Strategies that help retain clients


Strengthen the engagement: Employ a range of channels to keep in touch:


  • Keep in touch frequently through emails and/or text messages to let clients know about new services and products, specials, and holiday promotions.
  • Ask questions through social media channels to show interest in client concerns.
  • Maintain a blog to provide information on trends and industry research.
  • Be available to clients for questions or information even after their appointment is over.
  • Take customer complaints seriously, using them as a learning experience to change something that might be an issue for other clients, too.


Build trust: Let clients know exactly what they are paying for and the results they can expect. If a client describes an issue they are having and requests a service you do not believe will provide desired results, let them know.  Your transparency tells clients you have their best interests at heart.

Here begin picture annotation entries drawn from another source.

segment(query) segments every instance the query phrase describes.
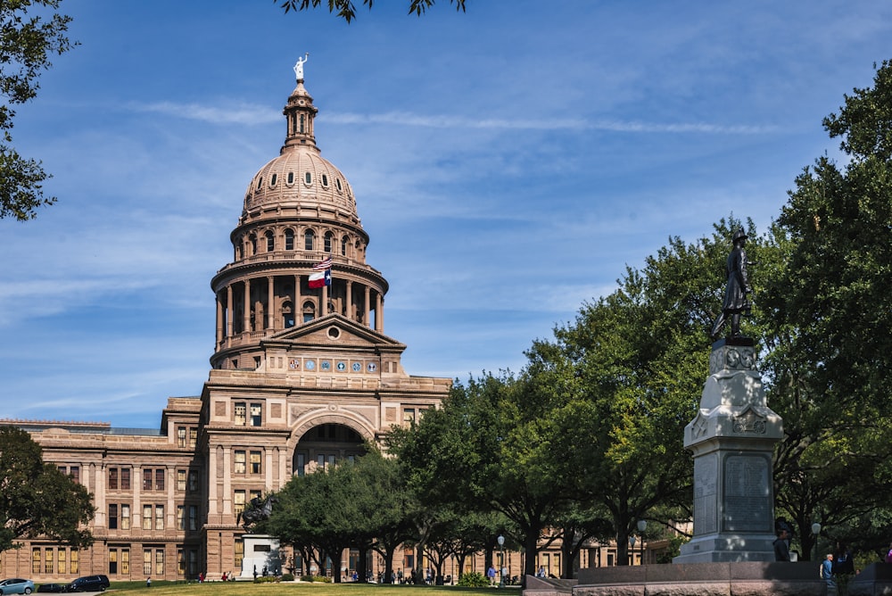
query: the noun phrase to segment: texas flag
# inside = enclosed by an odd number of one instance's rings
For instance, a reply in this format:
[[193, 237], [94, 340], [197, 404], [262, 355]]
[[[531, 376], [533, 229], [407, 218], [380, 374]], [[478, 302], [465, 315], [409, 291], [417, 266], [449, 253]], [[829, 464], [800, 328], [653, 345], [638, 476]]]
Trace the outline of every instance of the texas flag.
[[332, 285], [332, 270], [313, 271], [310, 274], [310, 288], [314, 289], [323, 286]]

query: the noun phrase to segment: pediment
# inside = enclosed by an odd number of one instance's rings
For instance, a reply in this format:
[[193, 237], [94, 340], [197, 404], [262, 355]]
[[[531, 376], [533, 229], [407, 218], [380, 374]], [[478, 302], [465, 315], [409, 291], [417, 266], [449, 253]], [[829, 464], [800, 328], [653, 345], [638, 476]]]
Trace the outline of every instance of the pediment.
[[404, 344], [337, 313], [280, 331], [262, 340], [260, 344], [288, 351], [360, 350], [401, 353], [406, 349]]

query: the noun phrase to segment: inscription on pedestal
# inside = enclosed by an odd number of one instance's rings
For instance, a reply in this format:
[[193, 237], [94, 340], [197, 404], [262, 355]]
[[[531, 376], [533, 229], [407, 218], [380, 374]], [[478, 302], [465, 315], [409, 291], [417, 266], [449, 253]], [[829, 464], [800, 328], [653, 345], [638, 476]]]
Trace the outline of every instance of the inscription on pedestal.
[[772, 508], [768, 459], [729, 455], [724, 460], [723, 479], [723, 531], [770, 533]]
[[694, 459], [694, 535], [712, 534], [717, 528], [716, 455]]

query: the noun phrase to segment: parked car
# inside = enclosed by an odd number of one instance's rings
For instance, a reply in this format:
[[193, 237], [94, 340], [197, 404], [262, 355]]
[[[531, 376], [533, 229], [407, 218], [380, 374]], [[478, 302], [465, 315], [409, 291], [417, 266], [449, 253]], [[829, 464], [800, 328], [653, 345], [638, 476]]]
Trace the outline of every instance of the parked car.
[[84, 575], [69, 584], [65, 592], [105, 592], [108, 587], [108, 575]]
[[29, 594], [34, 592], [34, 582], [29, 579], [12, 577], [0, 582], [0, 594]]

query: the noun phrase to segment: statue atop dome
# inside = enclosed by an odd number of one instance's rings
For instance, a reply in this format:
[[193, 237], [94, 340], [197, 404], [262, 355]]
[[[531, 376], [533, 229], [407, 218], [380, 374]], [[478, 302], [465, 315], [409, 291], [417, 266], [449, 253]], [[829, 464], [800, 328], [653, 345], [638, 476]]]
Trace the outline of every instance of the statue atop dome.
[[303, 58], [298, 58], [294, 63], [294, 76], [298, 80], [303, 80], [303, 63], [310, 59], [310, 52], [303, 54]]

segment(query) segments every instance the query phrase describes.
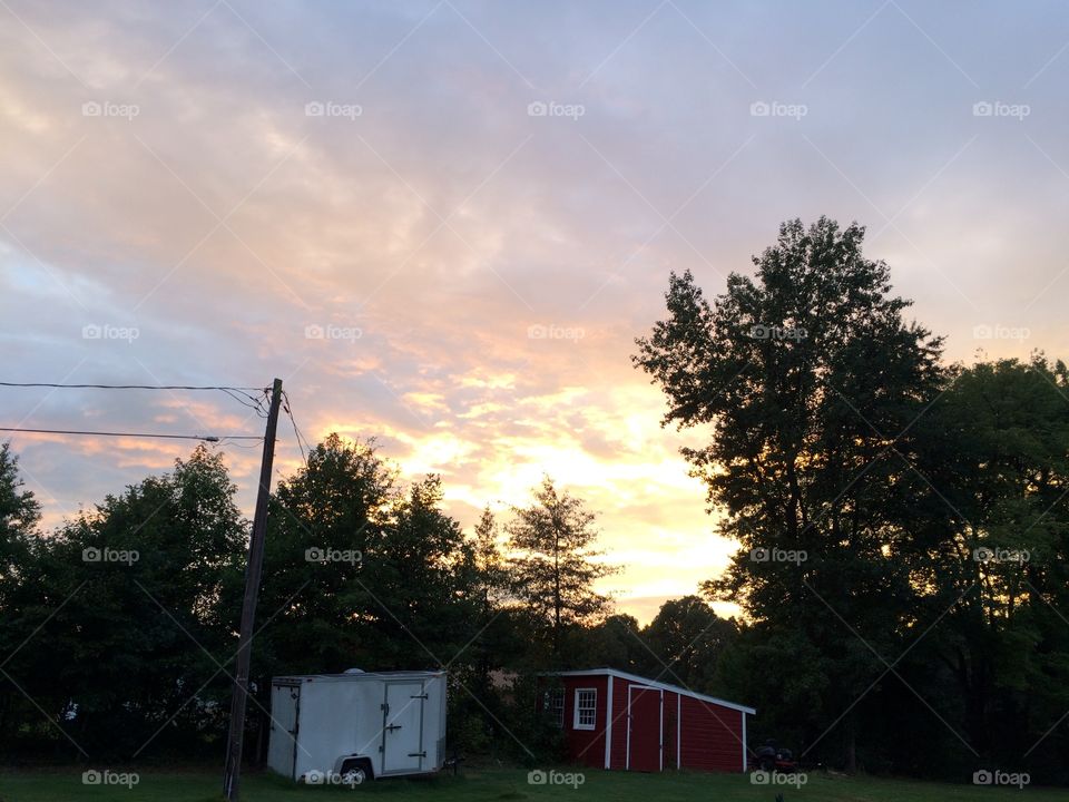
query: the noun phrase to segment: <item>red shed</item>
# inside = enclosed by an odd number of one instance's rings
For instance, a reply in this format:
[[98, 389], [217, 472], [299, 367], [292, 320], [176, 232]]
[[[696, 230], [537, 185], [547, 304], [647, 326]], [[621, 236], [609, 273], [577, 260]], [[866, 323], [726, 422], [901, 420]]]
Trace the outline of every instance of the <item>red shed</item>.
[[746, 771], [753, 707], [615, 668], [556, 672], [546, 711], [573, 761], [596, 769]]

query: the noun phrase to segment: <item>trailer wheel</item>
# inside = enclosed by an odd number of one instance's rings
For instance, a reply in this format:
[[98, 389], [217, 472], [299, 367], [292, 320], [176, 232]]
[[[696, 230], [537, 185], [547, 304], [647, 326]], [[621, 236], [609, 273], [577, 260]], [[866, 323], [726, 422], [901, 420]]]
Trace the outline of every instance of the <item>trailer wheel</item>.
[[372, 776], [371, 765], [366, 760], [345, 761], [342, 764], [342, 771], [340, 773], [342, 784], [351, 789], [355, 789], [364, 782], [364, 780], [369, 780]]

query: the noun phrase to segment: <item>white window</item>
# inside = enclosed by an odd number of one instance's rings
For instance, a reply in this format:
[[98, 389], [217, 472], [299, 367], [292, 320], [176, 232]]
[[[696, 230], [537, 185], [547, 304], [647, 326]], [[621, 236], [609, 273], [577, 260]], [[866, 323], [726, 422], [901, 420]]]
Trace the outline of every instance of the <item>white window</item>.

Reward client loyalty: Create a loyalty program that provides clients with gifts, products, or discounts as they achieve different levels of participation with your business. Your program can be based around something as simple as a punch card or a credit card-style loyalty card. Track clients’ loyalty through a software program that integrates with your website so that clients can log in and check their points.


Be flexible: Clients appreciate it when you offer to come in early or stay late on occasion to accommodate their schedule. While you may not want to make a regular habit of doing so, being flexible shows a client that you care about their business.


Make clients feel special: Add that personal touch to client relationships in several ways. For example, reach out to a client when a new product comes on the market you think they would enjoy. Acknowledge a special occasion, such as a birthday or anniversary, with a note or even have a glass of champagne waiting for them. If a client has booked a skin treatment for a special event, provide a product sample to ensure the treatment lasts through the event.  If your client mentions a product or treatment, research information and email or text it to them with your thoughts on its value.


Show gratitude: Clients will not forget something as simple as a thank-you note or text conveying how much you value their business.


Do not stop marketing to gain new clients. But make keeping loyal ones your priority.


[1] Saleh, Khalid, “Customer Acquisition Vs Retention Costs – Statistics and Trend,” Invesp, February 23, 2024.

[2] Rizvi, Jia, “Don’t Spend 5 Times More Attracting New Customers, Nurture the Existing Ones,” Forbes, September 12, 2018.